Announcements¶

  • HW2, HW3 and HW4 resubmissions are active
  • The in-class midterm test is on Thursday, March 2, which will cover all lectures, labs, homeworks, and reading assignments through the end of last week

Lecture 11: Common Randomness¶

[Note: this lecture is based on material in Elaine Shi's textbook in chapters 5, 6, 12, and 13.]

Review from last lectures¶

In the last few lectures, we studied the Byzantine Broadcast problem. In this question:

  • The commanding general, called the sender, is trying to send a message to ATTACK or to RETREAT.
  • The remaining generals, called parties or nodes, want to reach agreement on the strategy.

There are a total of $n$ parties, including the sender. Within the group, there is a subset of $f$ generals who can be faulty in arbitrarily-malicious ways, including the sender.

These protocols can be constructed for different types of networks.

Bounded vs unbounded delay:

  • In a synchronous network, there is an upper bound on the time it takes for a message to travel between two parties.

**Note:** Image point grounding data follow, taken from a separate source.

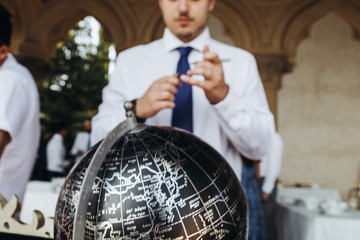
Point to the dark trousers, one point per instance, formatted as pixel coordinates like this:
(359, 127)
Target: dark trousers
(269, 208)
(252, 193)
(50, 175)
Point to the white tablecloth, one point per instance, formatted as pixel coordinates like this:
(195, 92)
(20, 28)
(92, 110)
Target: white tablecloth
(42, 196)
(291, 194)
(298, 223)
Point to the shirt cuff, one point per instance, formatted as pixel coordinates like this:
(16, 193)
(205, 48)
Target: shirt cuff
(5, 126)
(267, 186)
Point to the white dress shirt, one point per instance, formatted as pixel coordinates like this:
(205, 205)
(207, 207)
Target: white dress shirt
(81, 143)
(270, 165)
(241, 123)
(19, 116)
(55, 154)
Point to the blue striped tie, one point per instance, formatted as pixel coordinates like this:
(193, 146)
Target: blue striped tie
(182, 116)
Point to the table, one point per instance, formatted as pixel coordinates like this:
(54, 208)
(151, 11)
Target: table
(42, 196)
(297, 223)
(291, 194)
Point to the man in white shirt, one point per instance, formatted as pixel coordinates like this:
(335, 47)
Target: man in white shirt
(82, 141)
(19, 118)
(56, 153)
(230, 111)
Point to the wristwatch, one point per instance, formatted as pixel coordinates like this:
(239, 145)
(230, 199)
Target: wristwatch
(130, 107)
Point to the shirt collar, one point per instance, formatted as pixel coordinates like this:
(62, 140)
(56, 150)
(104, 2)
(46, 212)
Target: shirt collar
(171, 42)
(8, 61)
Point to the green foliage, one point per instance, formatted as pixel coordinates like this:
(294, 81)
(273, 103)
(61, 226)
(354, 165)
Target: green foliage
(72, 92)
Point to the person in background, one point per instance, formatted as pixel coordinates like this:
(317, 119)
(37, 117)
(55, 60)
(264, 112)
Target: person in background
(82, 141)
(269, 171)
(19, 118)
(228, 106)
(56, 153)
(190, 81)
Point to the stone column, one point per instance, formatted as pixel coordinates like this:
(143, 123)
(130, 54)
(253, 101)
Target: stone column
(38, 67)
(271, 68)
(33, 56)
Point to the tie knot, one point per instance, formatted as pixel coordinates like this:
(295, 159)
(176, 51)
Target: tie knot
(184, 51)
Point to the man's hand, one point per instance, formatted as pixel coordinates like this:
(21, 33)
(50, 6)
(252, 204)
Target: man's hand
(4, 140)
(265, 196)
(160, 95)
(211, 69)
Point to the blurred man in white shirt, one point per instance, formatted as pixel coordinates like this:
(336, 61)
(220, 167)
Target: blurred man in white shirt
(19, 118)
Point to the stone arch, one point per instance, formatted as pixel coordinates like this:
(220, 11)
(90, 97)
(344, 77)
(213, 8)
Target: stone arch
(17, 15)
(300, 20)
(236, 23)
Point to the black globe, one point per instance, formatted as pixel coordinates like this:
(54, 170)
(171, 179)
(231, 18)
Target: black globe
(156, 183)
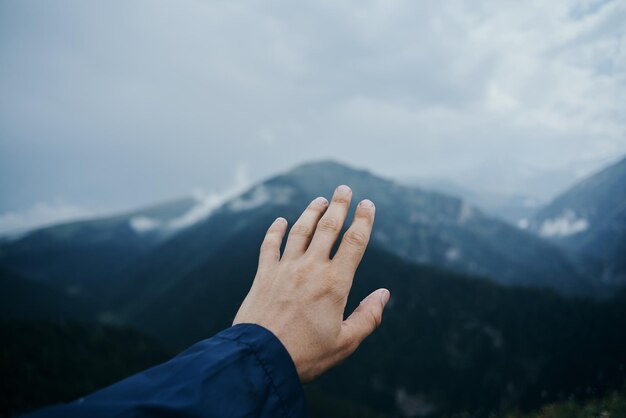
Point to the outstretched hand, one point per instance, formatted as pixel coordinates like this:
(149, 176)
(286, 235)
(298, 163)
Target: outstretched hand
(301, 296)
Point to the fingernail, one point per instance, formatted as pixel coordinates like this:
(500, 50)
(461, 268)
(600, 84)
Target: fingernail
(367, 204)
(384, 297)
(321, 201)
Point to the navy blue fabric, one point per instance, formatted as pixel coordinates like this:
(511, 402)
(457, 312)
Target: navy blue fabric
(244, 371)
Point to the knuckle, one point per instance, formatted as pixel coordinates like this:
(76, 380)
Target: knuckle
(333, 286)
(328, 224)
(349, 344)
(301, 230)
(356, 238)
(375, 320)
(302, 271)
(342, 200)
(269, 242)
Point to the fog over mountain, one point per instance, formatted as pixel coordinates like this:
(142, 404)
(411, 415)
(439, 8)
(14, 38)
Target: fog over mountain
(113, 105)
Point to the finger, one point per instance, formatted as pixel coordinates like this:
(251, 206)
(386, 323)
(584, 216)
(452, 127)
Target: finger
(302, 231)
(356, 238)
(270, 248)
(364, 320)
(330, 224)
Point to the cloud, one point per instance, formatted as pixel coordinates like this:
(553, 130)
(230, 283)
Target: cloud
(565, 225)
(176, 96)
(39, 215)
(206, 203)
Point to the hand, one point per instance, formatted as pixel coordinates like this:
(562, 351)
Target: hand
(301, 296)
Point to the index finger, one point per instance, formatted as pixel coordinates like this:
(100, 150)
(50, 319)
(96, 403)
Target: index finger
(356, 238)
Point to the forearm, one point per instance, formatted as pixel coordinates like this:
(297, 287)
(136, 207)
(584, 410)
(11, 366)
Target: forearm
(242, 371)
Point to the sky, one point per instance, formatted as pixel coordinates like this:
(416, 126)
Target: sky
(106, 106)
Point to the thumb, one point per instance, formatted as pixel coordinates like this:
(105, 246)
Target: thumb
(365, 318)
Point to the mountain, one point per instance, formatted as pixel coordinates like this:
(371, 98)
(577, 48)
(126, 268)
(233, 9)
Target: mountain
(418, 225)
(69, 255)
(449, 343)
(590, 219)
(44, 362)
(511, 207)
(29, 299)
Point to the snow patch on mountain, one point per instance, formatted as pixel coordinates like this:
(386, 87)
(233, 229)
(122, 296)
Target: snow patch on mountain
(260, 196)
(453, 254)
(565, 225)
(143, 224)
(206, 203)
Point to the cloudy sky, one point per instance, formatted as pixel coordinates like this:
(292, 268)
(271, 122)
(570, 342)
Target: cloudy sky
(109, 105)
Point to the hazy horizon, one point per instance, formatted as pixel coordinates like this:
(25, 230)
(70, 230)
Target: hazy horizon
(113, 106)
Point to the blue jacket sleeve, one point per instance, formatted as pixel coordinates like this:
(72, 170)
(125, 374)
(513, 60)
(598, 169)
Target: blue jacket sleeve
(244, 371)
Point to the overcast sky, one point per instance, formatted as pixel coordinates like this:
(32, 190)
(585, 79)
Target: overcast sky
(110, 105)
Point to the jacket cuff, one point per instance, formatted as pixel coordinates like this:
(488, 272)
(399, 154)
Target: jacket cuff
(275, 361)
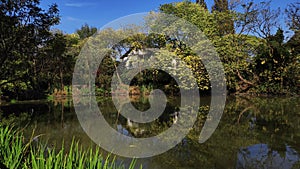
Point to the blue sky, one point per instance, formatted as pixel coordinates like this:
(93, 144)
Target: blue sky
(75, 13)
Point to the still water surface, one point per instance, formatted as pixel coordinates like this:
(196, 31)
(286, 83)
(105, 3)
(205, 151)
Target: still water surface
(253, 132)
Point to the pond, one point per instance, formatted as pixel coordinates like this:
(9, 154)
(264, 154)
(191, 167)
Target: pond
(254, 132)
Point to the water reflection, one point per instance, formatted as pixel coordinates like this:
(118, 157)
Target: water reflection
(262, 156)
(253, 133)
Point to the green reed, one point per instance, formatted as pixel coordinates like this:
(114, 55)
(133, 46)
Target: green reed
(16, 153)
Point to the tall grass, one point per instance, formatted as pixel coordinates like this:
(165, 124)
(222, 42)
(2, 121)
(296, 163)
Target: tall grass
(15, 153)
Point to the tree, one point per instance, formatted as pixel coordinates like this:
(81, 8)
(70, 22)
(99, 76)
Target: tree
(201, 3)
(220, 5)
(222, 13)
(24, 30)
(86, 31)
(293, 15)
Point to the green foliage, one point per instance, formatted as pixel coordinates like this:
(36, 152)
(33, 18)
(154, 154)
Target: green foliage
(24, 29)
(86, 31)
(15, 153)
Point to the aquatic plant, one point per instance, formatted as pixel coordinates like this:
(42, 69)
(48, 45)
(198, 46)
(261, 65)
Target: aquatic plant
(16, 153)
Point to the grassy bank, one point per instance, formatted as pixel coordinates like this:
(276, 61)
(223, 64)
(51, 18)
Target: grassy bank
(15, 152)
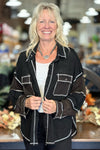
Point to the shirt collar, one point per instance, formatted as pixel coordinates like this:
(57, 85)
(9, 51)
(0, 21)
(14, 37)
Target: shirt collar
(60, 52)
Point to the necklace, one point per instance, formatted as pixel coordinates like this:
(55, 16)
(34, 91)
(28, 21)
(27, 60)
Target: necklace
(46, 56)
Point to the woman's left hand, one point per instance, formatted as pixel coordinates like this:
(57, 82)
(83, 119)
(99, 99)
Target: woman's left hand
(49, 106)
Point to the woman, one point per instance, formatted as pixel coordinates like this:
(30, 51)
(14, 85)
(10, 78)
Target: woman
(48, 86)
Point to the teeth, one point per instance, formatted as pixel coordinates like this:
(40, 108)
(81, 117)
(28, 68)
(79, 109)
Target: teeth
(46, 32)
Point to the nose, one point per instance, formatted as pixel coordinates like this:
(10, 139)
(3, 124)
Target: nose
(46, 24)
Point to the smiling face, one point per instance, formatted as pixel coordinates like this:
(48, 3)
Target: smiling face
(46, 25)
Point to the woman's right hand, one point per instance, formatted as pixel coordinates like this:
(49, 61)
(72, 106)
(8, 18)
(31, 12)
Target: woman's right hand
(33, 102)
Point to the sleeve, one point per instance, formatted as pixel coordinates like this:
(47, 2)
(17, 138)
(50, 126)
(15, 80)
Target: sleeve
(16, 94)
(73, 102)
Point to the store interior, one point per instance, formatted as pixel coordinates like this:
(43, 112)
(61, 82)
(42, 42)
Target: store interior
(82, 28)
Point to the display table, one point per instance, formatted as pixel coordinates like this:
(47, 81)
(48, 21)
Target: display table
(88, 137)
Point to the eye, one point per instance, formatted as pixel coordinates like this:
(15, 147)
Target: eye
(52, 21)
(41, 21)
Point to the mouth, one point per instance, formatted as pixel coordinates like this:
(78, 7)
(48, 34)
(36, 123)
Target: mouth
(46, 32)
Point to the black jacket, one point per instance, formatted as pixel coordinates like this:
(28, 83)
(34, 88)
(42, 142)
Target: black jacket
(64, 84)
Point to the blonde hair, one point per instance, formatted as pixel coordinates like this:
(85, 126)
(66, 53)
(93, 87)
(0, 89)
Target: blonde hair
(33, 35)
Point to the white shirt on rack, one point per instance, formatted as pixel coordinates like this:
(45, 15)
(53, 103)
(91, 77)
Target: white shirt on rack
(41, 75)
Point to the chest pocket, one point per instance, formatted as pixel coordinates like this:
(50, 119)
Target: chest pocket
(62, 85)
(27, 85)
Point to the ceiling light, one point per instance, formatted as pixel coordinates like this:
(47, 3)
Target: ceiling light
(91, 12)
(28, 21)
(85, 19)
(13, 3)
(23, 13)
(97, 1)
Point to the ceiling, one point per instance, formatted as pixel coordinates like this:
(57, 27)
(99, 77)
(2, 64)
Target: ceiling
(70, 9)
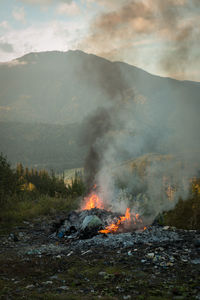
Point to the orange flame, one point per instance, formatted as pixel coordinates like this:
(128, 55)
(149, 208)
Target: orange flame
(114, 227)
(93, 201)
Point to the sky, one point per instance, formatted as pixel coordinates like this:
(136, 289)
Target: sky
(159, 36)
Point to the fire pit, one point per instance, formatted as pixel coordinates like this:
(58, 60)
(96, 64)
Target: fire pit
(93, 219)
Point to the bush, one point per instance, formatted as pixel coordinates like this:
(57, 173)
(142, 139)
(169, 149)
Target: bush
(9, 180)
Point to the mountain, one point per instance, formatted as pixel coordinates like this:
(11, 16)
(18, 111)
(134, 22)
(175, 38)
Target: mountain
(63, 87)
(45, 98)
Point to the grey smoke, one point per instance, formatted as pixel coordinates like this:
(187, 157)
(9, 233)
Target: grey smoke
(161, 136)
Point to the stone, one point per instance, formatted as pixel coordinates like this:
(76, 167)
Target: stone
(197, 243)
(195, 261)
(91, 222)
(64, 288)
(166, 228)
(102, 273)
(30, 286)
(48, 282)
(150, 255)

The protocol can be broken into rounds, each of which lasts for this maximum length.
  • In an asynchronous network, we have no upper bound on the time it takes for a message to travel between parties. We cannot differentiate between honest slow senders and corrupted parties that choose not to send any messages.

Network setup:

  • With a public key infrastructure, every party knows the public key of every other party. They can use this to transmit digital signatures.
  • Without this kind of setup, we assume only that there are authenticated channels between each pair of parties.

We introduced two protocols in the synchronous setting:

  1. The Dolev-Strong protocol.
  2. The phase-king protocol.

Then we introduced one protocol in the asynchronous setting: Bracha's broadcast.


Dolev-Strong
Phase-King
Bracha broadcast
 PKI  YES
 NO  NO
Synchronous network
 YES  YES  NO
Number of fauly parties
 f ≤ n - 2  f ≤ (n-1)/(3)  f ≤ (n-1)/(3)
Number of rounds
 f+1  3(f+1)  constant
Guaranteed termination?
 YES  YES  NO

Byzantine Broadcast protocols guarantee the following properties.

  • Termination: all honest parties eventually reach a decision (either 0 or 1).
  • Agreement (also known as consistency): all honest parties decide the same value.
  • Validity: if the sender is honest, then its value is the decision value.

Throughout this course, our security guarantees only protect the honest parties. That's because we have no idea what the corrupted parties will do; we can't stop them from taking a different action nor can we protect one corrupted party from another corrupted party.

One exception here: in the asynchronous setting, we do not require termination because it is impossible to achieve. In particular:

  • The designated sender could just refuse to broadcast anything.
  • Because there is no bound on the network delay, the honest parties will never be able to distinguish between "faulty sender" and "honest-but-extremely-delayed sender." The validity property requires them to provide the correct output in the latter case, so in the former case they will be listening forever in order to get the message needed to begin their work.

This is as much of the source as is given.